Jimmy Kimmel n’aura finalement pas payé le prix de la polémique qui a secoué les plateaux américains cet automne. Trois mois après une suspension éclair qui avait embrasé le débat politique, l’animateur vedette des «late night shows» vient d’obtenir une prolongation d’un an de son contrat avec ABC. Une décision qui résonne comme un bras d’honneur à ceux qui réclamaient son éviction, et un signal clair envoyé par la chaîne : malgré la pression, le comique garde sa place jusqu’en 2027.
Une suspension qui avait enflammé la droite américaine
L’affaire avait éclaté en septembre, lorsque Kimmel avait été accusé par les soutiens de Donald Trump d’avoir instrumentalisé l’assassinat de l’influenceur conservateur Charlie Kirk.

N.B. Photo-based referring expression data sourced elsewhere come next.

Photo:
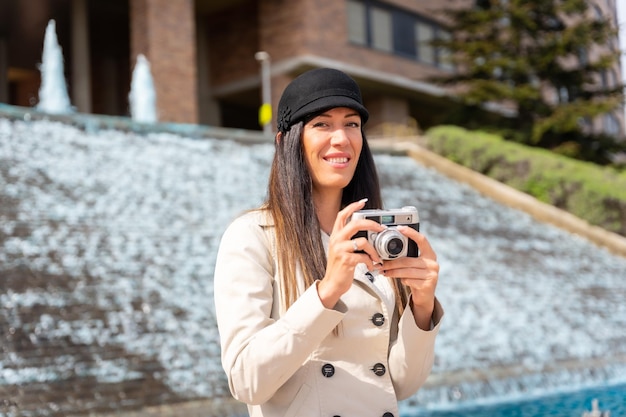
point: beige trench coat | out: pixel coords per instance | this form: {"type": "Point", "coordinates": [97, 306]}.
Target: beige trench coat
{"type": "Point", "coordinates": [291, 363]}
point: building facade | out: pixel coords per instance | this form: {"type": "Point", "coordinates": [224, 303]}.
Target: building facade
{"type": "Point", "coordinates": [202, 55]}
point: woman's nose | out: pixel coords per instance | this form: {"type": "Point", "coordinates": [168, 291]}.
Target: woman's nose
{"type": "Point", "coordinates": [339, 137]}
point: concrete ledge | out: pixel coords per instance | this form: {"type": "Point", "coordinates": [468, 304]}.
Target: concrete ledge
{"type": "Point", "coordinates": [218, 407]}
{"type": "Point", "coordinates": [505, 194]}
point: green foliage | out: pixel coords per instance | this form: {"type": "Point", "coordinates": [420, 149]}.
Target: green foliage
{"type": "Point", "coordinates": [594, 193]}
{"type": "Point", "coordinates": [523, 55]}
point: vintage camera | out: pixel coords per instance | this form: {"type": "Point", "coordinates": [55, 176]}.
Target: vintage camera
{"type": "Point", "coordinates": [390, 243]}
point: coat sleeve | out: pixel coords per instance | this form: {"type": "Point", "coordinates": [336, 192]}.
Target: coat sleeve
{"type": "Point", "coordinates": [260, 353]}
{"type": "Point", "coordinates": [412, 354]}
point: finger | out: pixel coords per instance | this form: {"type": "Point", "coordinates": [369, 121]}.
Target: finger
{"type": "Point", "coordinates": [425, 250]}
{"type": "Point", "coordinates": [362, 246]}
{"type": "Point", "coordinates": [344, 215]}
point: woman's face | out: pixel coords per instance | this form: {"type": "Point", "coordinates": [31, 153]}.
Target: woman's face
{"type": "Point", "coordinates": [332, 144]}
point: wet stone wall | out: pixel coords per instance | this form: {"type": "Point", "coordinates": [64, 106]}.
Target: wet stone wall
{"type": "Point", "coordinates": [107, 247]}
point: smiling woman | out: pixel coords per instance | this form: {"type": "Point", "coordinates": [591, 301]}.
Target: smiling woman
{"type": "Point", "coordinates": [311, 322]}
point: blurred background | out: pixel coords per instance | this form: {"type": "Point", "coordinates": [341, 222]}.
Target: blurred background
{"type": "Point", "coordinates": [133, 131]}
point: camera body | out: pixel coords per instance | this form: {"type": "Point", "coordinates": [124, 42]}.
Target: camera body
{"type": "Point", "coordinates": [390, 243]}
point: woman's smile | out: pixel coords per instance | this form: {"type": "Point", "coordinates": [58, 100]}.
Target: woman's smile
{"type": "Point", "coordinates": [332, 142]}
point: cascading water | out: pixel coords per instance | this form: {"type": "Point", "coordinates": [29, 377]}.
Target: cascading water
{"type": "Point", "coordinates": [142, 97]}
{"type": "Point", "coordinates": [53, 96]}
{"type": "Point", "coordinates": [116, 235]}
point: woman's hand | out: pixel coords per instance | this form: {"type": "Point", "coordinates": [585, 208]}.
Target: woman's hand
{"type": "Point", "coordinates": [420, 274]}
{"type": "Point", "coordinates": [344, 253]}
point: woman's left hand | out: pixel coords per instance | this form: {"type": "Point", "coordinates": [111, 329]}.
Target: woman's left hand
{"type": "Point", "coordinates": [420, 274]}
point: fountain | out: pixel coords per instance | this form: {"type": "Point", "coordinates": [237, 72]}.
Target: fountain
{"type": "Point", "coordinates": [142, 97]}
{"type": "Point", "coordinates": [107, 247]}
{"type": "Point", "coordinates": [53, 97]}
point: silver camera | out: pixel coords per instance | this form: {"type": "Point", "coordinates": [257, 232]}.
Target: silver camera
{"type": "Point", "coordinates": [390, 243]}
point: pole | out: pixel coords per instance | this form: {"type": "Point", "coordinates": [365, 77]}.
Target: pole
{"type": "Point", "coordinates": [265, 112]}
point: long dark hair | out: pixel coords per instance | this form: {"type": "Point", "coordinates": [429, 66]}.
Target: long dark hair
{"type": "Point", "coordinates": [290, 203]}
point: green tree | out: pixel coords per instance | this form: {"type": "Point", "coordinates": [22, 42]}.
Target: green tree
{"type": "Point", "coordinates": [547, 61]}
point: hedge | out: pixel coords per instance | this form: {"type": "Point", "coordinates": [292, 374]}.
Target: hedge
{"type": "Point", "coordinates": [591, 192]}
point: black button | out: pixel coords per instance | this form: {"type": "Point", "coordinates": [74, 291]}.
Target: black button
{"type": "Point", "coordinates": [379, 369]}
{"type": "Point", "coordinates": [328, 370]}
{"type": "Point", "coordinates": [378, 319]}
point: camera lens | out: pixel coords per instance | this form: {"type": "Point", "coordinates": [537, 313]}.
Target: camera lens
{"type": "Point", "coordinates": [395, 246]}
{"type": "Point", "coordinates": [390, 244]}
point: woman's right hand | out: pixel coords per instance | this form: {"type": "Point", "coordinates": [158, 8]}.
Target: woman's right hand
{"type": "Point", "coordinates": [344, 253]}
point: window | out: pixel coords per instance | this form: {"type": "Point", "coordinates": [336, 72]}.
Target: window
{"type": "Point", "coordinates": [386, 28]}
{"type": "Point", "coordinates": [357, 23]}
{"type": "Point", "coordinates": [425, 35]}
{"type": "Point", "coordinates": [381, 29]}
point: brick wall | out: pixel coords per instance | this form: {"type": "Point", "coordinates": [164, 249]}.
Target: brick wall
{"type": "Point", "coordinates": [164, 31]}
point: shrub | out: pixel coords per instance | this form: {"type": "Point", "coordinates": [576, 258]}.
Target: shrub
{"type": "Point", "coordinates": [591, 192]}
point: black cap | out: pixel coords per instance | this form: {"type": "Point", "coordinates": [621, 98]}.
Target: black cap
{"type": "Point", "coordinates": [317, 90]}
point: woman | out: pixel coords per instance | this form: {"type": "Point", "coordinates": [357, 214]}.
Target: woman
{"type": "Point", "coordinates": [312, 322]}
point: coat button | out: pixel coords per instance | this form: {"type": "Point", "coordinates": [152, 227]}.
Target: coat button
{"type": "Point", "coordinates": [379, 369]}
{"type": "Point", "coordinates": [378, 319]}
{"type": "Point", "coordinates": [328, 370]}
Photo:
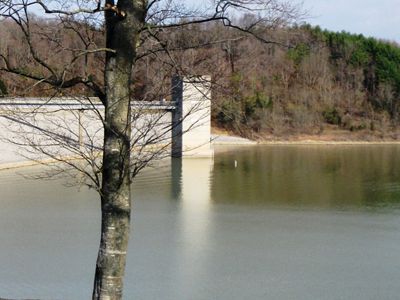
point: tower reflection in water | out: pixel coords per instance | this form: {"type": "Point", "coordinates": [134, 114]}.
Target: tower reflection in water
{"type": "Point", "coordinates": [191, 182]}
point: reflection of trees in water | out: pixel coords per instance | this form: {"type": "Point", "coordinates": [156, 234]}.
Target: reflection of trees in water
{"type": "Point", "coordinates": [311, 176]}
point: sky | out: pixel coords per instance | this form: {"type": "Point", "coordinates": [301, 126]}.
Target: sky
{"type": "Point", "coordinates": [377, 18]}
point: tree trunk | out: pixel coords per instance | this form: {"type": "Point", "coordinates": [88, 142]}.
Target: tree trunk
{"type": "Point", "coordinates": [115, 192]}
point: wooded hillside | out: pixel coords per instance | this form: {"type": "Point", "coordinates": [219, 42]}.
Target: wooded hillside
{"type": "Point", "coordinates": [299, 80]}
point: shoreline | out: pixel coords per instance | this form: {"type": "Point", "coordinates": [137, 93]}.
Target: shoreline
{"type": "Point", "coordinates": [225, 139]}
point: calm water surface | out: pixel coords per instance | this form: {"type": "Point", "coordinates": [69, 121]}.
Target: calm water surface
{"type": "Point", "coordinates": [287, 222]}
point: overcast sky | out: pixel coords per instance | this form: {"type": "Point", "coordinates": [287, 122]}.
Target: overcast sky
{"type": "Point", "coordinates": [377, 18]}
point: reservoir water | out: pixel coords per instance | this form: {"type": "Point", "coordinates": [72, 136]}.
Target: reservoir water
{"type": "Point", "coordinates": [257, 222]}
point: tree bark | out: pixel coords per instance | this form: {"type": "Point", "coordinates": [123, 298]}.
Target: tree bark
{"type": "Point", "coordinates": [122, 34]}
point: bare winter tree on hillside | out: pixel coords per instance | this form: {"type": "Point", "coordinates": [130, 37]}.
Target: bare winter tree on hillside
{"type": "Point", "coordinates": [113, 45]}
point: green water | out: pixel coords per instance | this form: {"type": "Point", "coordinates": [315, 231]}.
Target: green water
{"type": "Point", "coordinates": [263, 222]}
{"type": "Point", "coordinates": [322, 177]}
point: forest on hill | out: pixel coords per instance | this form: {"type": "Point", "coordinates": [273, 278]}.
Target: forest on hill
{"type": "Point", "coordinates": [285, 81]}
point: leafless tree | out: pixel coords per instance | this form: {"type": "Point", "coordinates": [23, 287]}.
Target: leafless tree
{"type": "Point", "coordinates": [115, 39]}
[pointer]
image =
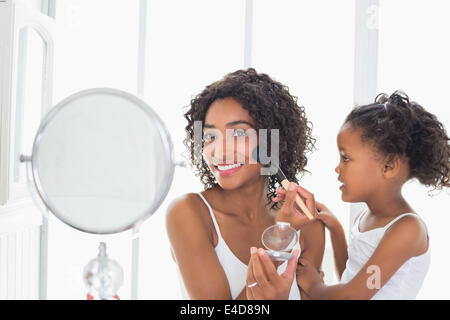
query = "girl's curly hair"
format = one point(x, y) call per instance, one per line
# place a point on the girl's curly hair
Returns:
point(271, 105)
point(397, 126)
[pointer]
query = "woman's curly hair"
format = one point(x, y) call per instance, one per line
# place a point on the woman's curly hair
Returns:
point(397, 126)
point(271, 105)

ABC l’avait brièvement écarté, déclenchant une avalanche d’accusations de censure qui avait finalement forcé la chaîne à rétropédaler. En revenant à l’antenne une semaine plus tard, l’humoriste avait repris exactement là où il s’était arrêté, en multipliant les piques contre Trump, raillant ses maladresses, ses endormissements supposés et ses approximations diplomatiques.
Depuis, la tension n’a pas faibli. Le président américain lui-même s’en est mêlé, qualifiant encore récemment le comédien d’horrible. Kimmel, fidèle à son style moqueur, assure pourtant qu’il rêverait de l’accueillir comme invité. Une manière de rappeler que dans la bataille permanente entre politique et satire, il ne compte pas baisser la tête.
La décision d’ABC de sécuriser l’avenir de «Jimmy Kimmel Live!» jusqu’à 2027 indique surtout que la chaîne accepte le prix de la controverse. Dans un paysage télévisuel où les animateurs sont souvent pris en étau entre pression politique et enjeux d’audience, Kimmel apparaît désormais comme un symbole : celui d’un humour qui refuse de s’autocensurer, même lorsqu’il dérange au plus haut niveau.